Albert Sands Southworth, Classroom in the Emerson School for Girls,  1850.

I have been on a brief “blog break” in order to better manage the start of the new spring semester. With the various demands of teaching and learning on my mind, I have been wondering about the ways in which education might be a field for fan-like behaviors. Obviously, this is move that stretches common definitions of “fandom," but perhaps it’s useful to ponder for that very reason.

What does teaching and learning have to do with the history of audiences and fandom? Well, one of things most teachers know is that, at some level, leading a classroom is always a performance. I don’t mean that it is simply entertaining--it can be, but teaching is more often ritualistic, which is another side to performance (see Richard Schechner for more on that kind of distinction). Instead, I mean that teaching involves “display enactment for the benefit of an audience.” In other words, teachers stage learning for students, who must attend to what’s happening.

In particular, I’ve been reading an early journal on teaching, The Massachusetts Teacher: A Journal of School and Home Education, from June 1851 (vol IV, no. 6). I actually found issues of this journal from the 1860s under the hay in my barn (a teacher used to live in my house, perhaps…); copies may more readily be found on Google Books. The June 1851 issue fascinatingly addresses pedagogy and student attention with the emotional language of enthusiasm that was simultaneously being used with reference to the world of arts performance. It is this kind of thing that makes me wonder whether “fandom” need be resolutely tied to 20th century media at all and whether fandom might be more accurately described in terms of a broader framework of enthusiastic audiencing. (Working that out is the whole point of this blog, of course!).

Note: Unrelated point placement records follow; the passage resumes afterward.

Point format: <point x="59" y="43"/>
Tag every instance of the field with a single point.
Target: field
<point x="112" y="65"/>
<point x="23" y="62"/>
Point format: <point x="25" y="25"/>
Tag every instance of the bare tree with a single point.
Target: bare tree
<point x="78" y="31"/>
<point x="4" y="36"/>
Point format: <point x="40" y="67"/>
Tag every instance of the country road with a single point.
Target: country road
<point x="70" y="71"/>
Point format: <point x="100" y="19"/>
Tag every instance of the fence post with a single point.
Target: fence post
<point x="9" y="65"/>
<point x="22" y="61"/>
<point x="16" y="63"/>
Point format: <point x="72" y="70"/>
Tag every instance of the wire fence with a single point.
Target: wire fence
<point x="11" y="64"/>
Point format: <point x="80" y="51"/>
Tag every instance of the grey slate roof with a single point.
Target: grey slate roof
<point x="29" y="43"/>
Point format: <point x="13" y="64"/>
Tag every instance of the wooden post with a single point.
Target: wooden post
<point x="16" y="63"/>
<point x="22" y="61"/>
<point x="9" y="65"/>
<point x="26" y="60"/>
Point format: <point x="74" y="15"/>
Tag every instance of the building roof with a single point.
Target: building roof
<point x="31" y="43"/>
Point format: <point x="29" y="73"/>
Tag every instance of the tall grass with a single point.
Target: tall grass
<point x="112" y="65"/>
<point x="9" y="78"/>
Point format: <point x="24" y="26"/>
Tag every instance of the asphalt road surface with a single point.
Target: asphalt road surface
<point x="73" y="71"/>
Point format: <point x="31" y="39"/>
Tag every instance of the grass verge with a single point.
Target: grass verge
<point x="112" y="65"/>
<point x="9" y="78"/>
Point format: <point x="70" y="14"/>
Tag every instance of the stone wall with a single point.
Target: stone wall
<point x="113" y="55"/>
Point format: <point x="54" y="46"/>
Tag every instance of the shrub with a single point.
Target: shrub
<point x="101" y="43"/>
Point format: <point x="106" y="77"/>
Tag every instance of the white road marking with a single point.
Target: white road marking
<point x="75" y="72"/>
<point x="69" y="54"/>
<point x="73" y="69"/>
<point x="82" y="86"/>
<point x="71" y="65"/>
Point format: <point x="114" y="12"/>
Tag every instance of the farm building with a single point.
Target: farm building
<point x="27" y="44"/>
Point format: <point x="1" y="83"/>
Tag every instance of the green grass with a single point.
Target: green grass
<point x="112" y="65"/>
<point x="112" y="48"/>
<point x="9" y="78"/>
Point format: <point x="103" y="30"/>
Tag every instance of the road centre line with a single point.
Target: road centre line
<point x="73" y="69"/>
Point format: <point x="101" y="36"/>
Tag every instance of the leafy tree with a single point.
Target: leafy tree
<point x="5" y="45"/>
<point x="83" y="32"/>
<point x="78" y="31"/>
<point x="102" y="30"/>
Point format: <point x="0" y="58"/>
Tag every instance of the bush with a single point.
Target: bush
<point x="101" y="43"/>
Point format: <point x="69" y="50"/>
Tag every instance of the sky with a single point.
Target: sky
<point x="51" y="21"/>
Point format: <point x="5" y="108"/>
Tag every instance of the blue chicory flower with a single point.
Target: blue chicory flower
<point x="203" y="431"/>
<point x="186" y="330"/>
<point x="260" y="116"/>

Here are two excerpts to consider from The Massachusetts Teacher:
It is a remark of an experienced teacher in another State, that no day should be allowed to pass without seeking to make the pulse of the whole school beat in unison. This remark seems founded in reason. No teacher can put it in practice without perceiving the force and propriety of it. Such exercises tend to create a general interest in the affairs of the school-room. They create a love for the school, for the fellow pupil, for the teacher. They appeal to the strong feeling of sympathy in our nature. It is natural for us to enter with interest into what we do in concert with the many. Be it a religious service, it is a common remark that a full meeting is a good one; be it a parade day, the sight of a great throng will animate most men, and kindle the flame of glowing interest in what would soon tire, if viewed only by a few; be it a mob even, the dictates of reason, and the voice of conscience, and the sense of right, frequently will all be hushed by the voice of the many, and the most timid will unresistingly follow “a multitude to do evil.” 
The teacher will wisely avail himself of this principle, and as often as he can, make the voice of the whole school rise in concert in the strains of music, in the mutual reading of the sacred word, or of some secular lesson, or in some exercise prepared expressly for this purpose. As already remarked, no day should be allowed to pass without some exercise of this kind. Some teachers are fond of a mutual exercise as one method of reaching reading; but this seems to be as much recommended by the show and sound as by its utility…No person, however, can doubt the propriety of this exercise occasionally, as a method of making the great arteries fo feeling in the school-room throb in unison…”  (139) 
The teacher can interest his classes only by becoming himself interested even to enthusiasm. A successful man in any calling must be an enthusiast. Nothing can supply the place of this in the school-room. The best methods and the most stimulating expedients will fail in the hands of an indifferent teacher. If the “Goddess of Dulness” presides over his brain, her drowsy influence will soon extend over his little kingdom—the school-room. 
Enthusiasm is quite as contagious as gaping. You see it flashing from the eye of the orator to the soul of his audience. You see it spread like electricity from the heart of a Bonaparte, and kindling every heart in his vast army. You may sometimes see its enkindling influences in the school-room. An enthusiastic man guided by truth will always interest. It is impossible to resist the charm of earnest enthusiasm. 
…We ever become heated by earnest pursuit. With what absorbing interest does the chemist pursue his processes of composition and decomposition, while the mere spectator or mechanical operator regards them with entire indifference. How completely engrossed does the mathematician become among his diagrams, formulas and abstractions. There are few subjects from which the mere looker-on would turn away with more indifference. It is a law of the whole creation, that action produces warmth. The head and the heart of the schoolmaster are not exceptions.  
The teacher should work in the daily preparation of his lessons. He cannot begin every recitation promptly and say and do just what he ought to say and do, without forethought. With it he will save time and do more finished work. But he will derive a greater advantage than this. His inventive powers will be aroused. Clearer explanations, new processes, and better illustrations will be discovered for every class. Let the teacher once begin to invent, and he is sure to be interested. Inventors are always enthusiasts. (174)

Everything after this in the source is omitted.